Page 1 of 1

XMLParser: possible bug in pos() method

Posted: Sat Jul 24, 2021 6:58 pm
by mrupp
Hi there
I'm using XMLParser to parse an XML (obviously) and my goal is to get the full XML of each listed item. I was having quite some troubles trying that, but in the end I could pin it down to a possible bug in the pos() method having troubles with special characters like ä, ö, ü, é, à, etc.

Here's a strongly simplified example that shows the bug:

Code: Select all

@REQUIRE "RapaGUI", {Link = True}
@REQUIRE "xmlparser", {Link = True}
@APPTITLE "XmlParser-Test"

Global xml1$ = [[<root>
<item id="Q:01">
	<dc:title>A Prayer For England</dc:title>
	<r:narrator>Sinead O'Connor</r:narrator>
</item>
<item id="Q:02">
	<dc:title>Remember</dc:title>
	<r:narrator>aouaou</r:narrator>
</item>
<item id="Q:03">
	<dc:title>Now Is The Time</dc:title>
	<r:narrator>eaeeae</r:narrator>
</item>
</root>]]

Global xml2$ = [[<root>
<item id="Q:01">
	<dc:title>A Prayer For England</dc:title>
	<r:narrator>Sinéad O'Connor</r:narrator>
</item>
<item id="Q:02">
	<dc:title>Remember</dc:title>
	<r:narrator>äöüäöü</r:narrator>
</item>
<item id="Q:03">
	<dc:title>Now Is The Time</dc:title>
	<r:narrator>éàèéàè</r:narrator>
</item>
</root>]]

Function p_EventFunc(msg)
	Switch(msg.ID)
	Case "btnStart1":
		moai.DoMethod("ctrlLog", "clear")
		p_ParseItemList(xml1$)
	Case "btnStart2":
		moai.DoMethod("ctrlLog", "clear")
		p_ParseItemList(xml2$)
	EndSwitch
EndFunction

Function p_Log(text$)
	moai.DoMethod("ctrlLog", "insert", text$ .. "\n", "bottom")
EndFunction

Function p_ParseItemList(xml$)
	p_Log("----------------------------------------\nXML to parse:\n----------------------------------------")
	p_Log(xml$)
	p_Log("\n----------------------------------------\nStart parsing:\n----------------------------------------")

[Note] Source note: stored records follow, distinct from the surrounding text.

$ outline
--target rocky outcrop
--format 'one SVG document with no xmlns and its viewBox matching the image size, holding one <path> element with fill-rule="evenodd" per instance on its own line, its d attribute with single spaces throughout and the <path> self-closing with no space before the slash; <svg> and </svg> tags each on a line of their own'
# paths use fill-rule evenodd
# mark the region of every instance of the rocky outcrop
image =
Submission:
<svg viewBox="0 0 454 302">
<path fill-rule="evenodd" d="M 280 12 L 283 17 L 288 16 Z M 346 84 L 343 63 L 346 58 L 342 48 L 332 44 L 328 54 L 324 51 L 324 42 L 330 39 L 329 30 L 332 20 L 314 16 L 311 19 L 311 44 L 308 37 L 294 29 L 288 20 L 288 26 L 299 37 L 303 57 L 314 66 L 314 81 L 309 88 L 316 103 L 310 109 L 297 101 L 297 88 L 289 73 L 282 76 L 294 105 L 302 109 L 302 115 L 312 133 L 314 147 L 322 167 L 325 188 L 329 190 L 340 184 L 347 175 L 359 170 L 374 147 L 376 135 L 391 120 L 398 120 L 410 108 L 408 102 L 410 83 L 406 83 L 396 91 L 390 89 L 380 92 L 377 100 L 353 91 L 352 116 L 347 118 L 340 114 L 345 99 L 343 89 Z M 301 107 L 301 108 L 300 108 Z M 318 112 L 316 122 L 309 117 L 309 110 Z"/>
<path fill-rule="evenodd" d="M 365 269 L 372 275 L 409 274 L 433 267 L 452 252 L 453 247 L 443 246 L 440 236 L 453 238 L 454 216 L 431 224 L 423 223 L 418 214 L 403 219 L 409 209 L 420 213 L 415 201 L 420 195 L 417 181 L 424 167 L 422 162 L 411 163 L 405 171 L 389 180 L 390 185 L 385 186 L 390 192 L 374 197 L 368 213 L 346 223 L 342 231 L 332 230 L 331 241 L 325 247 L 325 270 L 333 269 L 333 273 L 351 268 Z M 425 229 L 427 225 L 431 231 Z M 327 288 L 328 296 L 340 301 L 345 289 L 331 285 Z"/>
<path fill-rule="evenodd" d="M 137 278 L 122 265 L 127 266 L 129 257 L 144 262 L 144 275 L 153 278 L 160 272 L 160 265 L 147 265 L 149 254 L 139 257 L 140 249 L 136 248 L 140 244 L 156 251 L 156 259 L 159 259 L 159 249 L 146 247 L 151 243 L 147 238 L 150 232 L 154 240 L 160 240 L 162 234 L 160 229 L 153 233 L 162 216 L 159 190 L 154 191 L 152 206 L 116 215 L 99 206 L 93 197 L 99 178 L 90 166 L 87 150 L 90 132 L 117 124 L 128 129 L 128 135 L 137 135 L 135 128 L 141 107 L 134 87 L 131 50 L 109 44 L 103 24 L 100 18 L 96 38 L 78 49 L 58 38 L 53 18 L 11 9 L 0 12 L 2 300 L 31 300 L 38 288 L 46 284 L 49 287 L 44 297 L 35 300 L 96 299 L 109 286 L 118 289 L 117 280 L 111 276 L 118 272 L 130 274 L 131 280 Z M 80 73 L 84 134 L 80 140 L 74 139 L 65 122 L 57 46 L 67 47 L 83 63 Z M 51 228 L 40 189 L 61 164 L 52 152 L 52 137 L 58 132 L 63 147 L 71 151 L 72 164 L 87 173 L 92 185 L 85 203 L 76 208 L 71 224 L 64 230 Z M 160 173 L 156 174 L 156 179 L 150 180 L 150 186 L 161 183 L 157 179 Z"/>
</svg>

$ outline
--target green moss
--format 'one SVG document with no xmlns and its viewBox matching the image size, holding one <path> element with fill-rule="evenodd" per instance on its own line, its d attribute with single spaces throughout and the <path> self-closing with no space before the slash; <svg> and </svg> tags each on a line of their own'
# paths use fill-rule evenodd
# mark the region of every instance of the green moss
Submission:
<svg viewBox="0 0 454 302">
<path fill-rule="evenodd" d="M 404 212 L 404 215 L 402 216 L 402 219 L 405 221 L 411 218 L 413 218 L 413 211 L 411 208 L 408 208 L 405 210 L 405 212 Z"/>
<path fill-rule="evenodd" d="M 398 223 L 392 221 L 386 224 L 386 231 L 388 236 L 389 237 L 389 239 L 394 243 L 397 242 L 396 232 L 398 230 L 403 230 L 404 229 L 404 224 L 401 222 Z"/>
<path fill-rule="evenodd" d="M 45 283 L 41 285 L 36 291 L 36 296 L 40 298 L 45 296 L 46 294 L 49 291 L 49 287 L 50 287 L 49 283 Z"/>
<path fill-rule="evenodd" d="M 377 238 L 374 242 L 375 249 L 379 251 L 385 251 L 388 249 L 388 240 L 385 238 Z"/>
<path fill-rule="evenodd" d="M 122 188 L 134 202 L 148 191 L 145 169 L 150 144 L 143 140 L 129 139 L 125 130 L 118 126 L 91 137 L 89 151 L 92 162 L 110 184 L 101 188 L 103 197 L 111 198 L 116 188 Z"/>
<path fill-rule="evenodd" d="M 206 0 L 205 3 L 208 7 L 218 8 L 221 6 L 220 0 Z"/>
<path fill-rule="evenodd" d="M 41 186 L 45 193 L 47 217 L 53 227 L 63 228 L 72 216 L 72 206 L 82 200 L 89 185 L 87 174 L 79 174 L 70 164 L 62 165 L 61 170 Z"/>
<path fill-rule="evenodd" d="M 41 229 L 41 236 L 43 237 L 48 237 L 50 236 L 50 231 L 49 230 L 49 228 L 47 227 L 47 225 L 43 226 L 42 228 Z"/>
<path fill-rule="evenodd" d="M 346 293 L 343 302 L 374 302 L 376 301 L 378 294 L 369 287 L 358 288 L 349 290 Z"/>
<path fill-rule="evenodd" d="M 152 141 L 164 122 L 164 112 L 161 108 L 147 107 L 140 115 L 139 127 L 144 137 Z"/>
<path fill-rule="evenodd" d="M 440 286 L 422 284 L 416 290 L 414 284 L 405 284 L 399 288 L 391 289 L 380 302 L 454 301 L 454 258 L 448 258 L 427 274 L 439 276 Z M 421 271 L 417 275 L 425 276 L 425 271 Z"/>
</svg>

	Local tracks = { }, currentIndex, line, column, currentPos, endPos, currentElement$ = "", currentAttributes$ = ""
	callbacks = {
		StartElement = Function (parser, elementName$, attributes)
			currentElement$ = elementName$
			currentAttributes = attributes
			Switch elementName$
			Case "item":
				currentIndex = ListItems(tracks)
				line, column, currentPos = parser:pos()
				currentPos = currentPos - 1 ; currentPos is on char 'i', substract 1 to include the opening <
				tracks[currentIndex] = { id = attributes.id }
			EndSwitch
		EndFunction,
		EndElement = Function (parser, elementName$)
			Switch elementName$
			Case "item":
				line, column, endPos = parser:pos()
				endPos = endPos + 6 ; endPos is on char '<', add 6 to include "/item>"
				tracks[currentIndex].item = MidStr(xml$, currentPos, endPos - currentPos)
				p_Log("Start: " .. currentpos .. ", End: " .. (endPos - currentPos))
				p_Log(tracks[currentIndex].item .. "\n")
			EndSwitch
		EndFunction
	}

	Local p = xmlparser.new(callbacks)
	p:parse(xml$)
	p:close()
	callbacks = Nil

	Return(tracks)
EndFunction

InstallEventHandler({RapaGUI = p_EventFunc})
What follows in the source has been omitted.